Hollyleaf joined in the game, too, chasing the leaf and pouncing on it until all four kits collapsed, panting, beside their mother.
“They’re fine kits,” Lionblaze gasped, flopping down on the floor in front of Speckle. “They’ll grow up to be strong cats.”
“I hope so,” Speckle murmured. She bent over Frisk, licking his rumpled fur. Then she looked up again. “Whatever you think Sol has done, you’re wrong.”
Lionblaze’s belly lurched as he glanced at his sister; Hollyleaf’s green eyes were wide with alarm.
He was too startled to reply. After a couple of heartbeats, Speckle went on quietly: “Sol never gets his own paws dirty. If something has happened, another cat did it—maybe at Sol’s bidding, maybe not. You won’t be able to accuse him of anything.”
There was a yearning in her voice; even though she knew the damage Sol had done here, she clearly wanted him back.
“Is Sol the father of your kits?” Hollyleaf asked, reaching out her tail to touch the brown queen’s flank.
Speckle shook her head. “Their father left when the dogs started to become a problem.” She hesitated, then added almost defiantly, “I wanted them to be Sol’s.

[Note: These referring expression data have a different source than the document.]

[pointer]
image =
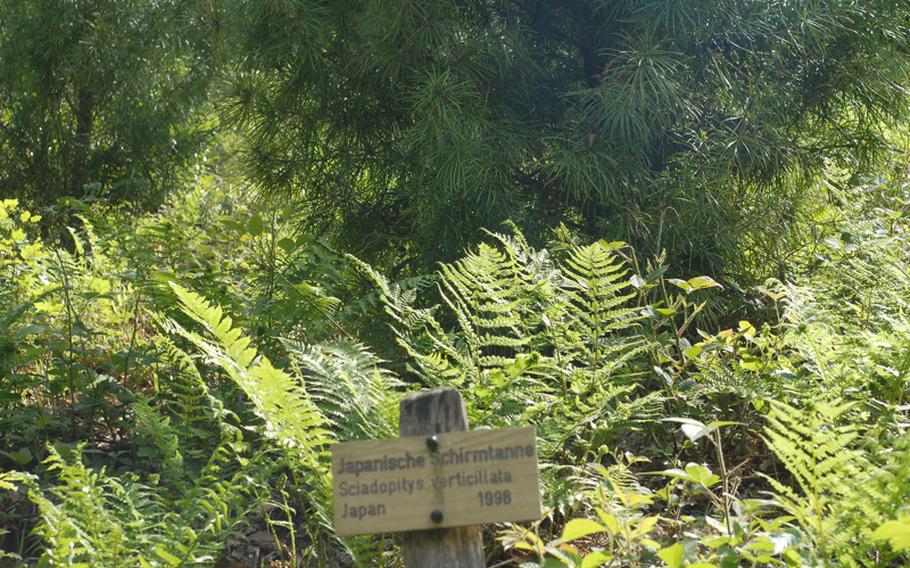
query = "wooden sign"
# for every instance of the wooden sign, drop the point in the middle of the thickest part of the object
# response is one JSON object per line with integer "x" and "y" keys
{"x": 444, "y": 480}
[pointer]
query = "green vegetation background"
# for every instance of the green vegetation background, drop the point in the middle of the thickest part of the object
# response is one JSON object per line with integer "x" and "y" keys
{"x": 673, "y": 236}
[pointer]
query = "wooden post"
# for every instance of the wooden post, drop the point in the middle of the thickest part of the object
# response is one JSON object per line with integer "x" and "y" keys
{"x": 427, "y": 413}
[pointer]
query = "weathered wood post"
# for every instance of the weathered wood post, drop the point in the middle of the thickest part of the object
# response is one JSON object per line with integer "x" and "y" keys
{"x": 425, "y": 414}
{"x": 437, "y": 483}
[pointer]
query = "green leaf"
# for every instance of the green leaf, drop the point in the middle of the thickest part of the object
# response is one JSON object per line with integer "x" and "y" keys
{"x": 702, "y": 282}
{"x": 595, "y": 559}
{"x": 681, "y": 284}
{"x": 167, "y": 556}
{"x": 673, "y": 555}
{"x": 255, "y": 226}
{"x": 579, "y": 528}
{"x": 897, "y": 533}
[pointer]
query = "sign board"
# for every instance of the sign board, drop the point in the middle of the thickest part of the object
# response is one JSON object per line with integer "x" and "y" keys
{"x": 454, "y": 479}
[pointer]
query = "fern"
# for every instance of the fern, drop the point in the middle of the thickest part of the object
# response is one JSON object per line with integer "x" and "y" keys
{"x": 350, "y": 388}
{"x": 532, "y": 339}
{"x": 840, "y": 494}
{"x": 287, "y": 411}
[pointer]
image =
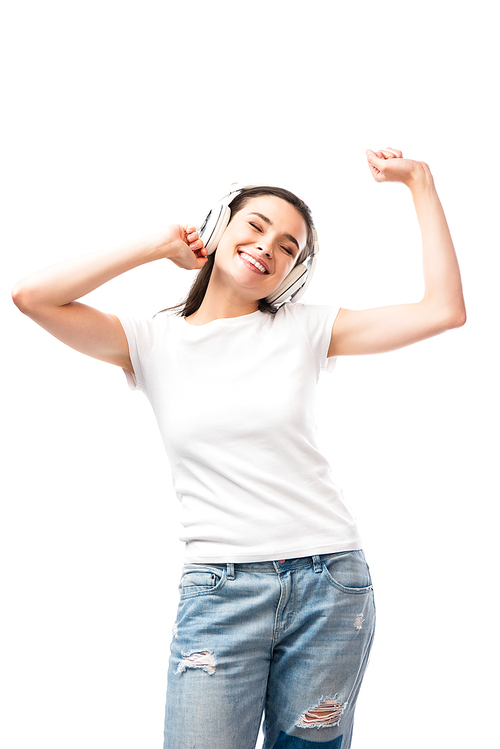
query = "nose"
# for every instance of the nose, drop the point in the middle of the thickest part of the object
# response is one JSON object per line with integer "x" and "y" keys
{"x": 265, "y": 248}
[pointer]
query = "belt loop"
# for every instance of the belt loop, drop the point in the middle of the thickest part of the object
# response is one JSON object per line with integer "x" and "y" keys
{"x": 317, "y": 563}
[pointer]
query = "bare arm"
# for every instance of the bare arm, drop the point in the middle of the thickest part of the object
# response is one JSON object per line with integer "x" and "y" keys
{"x": 442, "y": 307}
{"x": 48, "y": 296}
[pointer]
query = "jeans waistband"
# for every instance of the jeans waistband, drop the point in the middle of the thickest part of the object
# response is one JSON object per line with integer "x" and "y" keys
{"x": 277, "y": 566}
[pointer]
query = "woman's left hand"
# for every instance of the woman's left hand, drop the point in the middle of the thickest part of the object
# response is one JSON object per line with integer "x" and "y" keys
{"x": 388, "y": 165}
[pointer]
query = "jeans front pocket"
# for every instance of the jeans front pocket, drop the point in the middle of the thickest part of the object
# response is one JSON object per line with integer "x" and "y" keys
{"x": 348, "y": 572}
{"x": 201, "y": 580}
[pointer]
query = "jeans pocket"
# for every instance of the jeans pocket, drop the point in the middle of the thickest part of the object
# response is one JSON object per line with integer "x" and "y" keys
{"x": 201, "y": 580}
{"x": 348, "y": 572}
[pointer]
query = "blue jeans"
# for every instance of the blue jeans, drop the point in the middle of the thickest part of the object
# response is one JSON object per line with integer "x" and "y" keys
{"x": 287, "y": 639}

I know that the other cats say he betrayed us, but we were the ones who decided to fight the dogs. Sol didn’t force us to do anything.”
He and Hollyleaf exchanged another glance. Neither of them had mentioned Ashfur, but Lionblaze knew that the gray warrior’s death must be weighing on his littermate’s thoughts, just as it was on his own.
Speckle bent her head and went on grooming Frisk. “If Sol came back,” she mewed between licks, “I’d be very glad to see him.”
CHAPTER 12
The sound of a cat brushing past the bramble screen brought him properly awake. He picked up Leafpool’s scent, and the smell of the moss she carried in her jaw.
But there was no point in protesting. Jayfeather stumbled out of the scoop where his nest should have been and helped Leafpool arrange the moss near the trickle of water, where sick cats slept.
“Do you want me to fetch more?” he offered.
His mentor’s only reply was a grunt that could have meant anything. Jayfeather wanted to ask her what was biting her, but he knew she wouldn’t tell him anything.
While he pushed the moss tidily into place, Jayfeather cast his mind back to his earliest memories. His littermates’ absence stabbed him like a claw.
He recalled a long, cold journey, stumbling through snow that reached up to his belly fur, following his mother’s scent.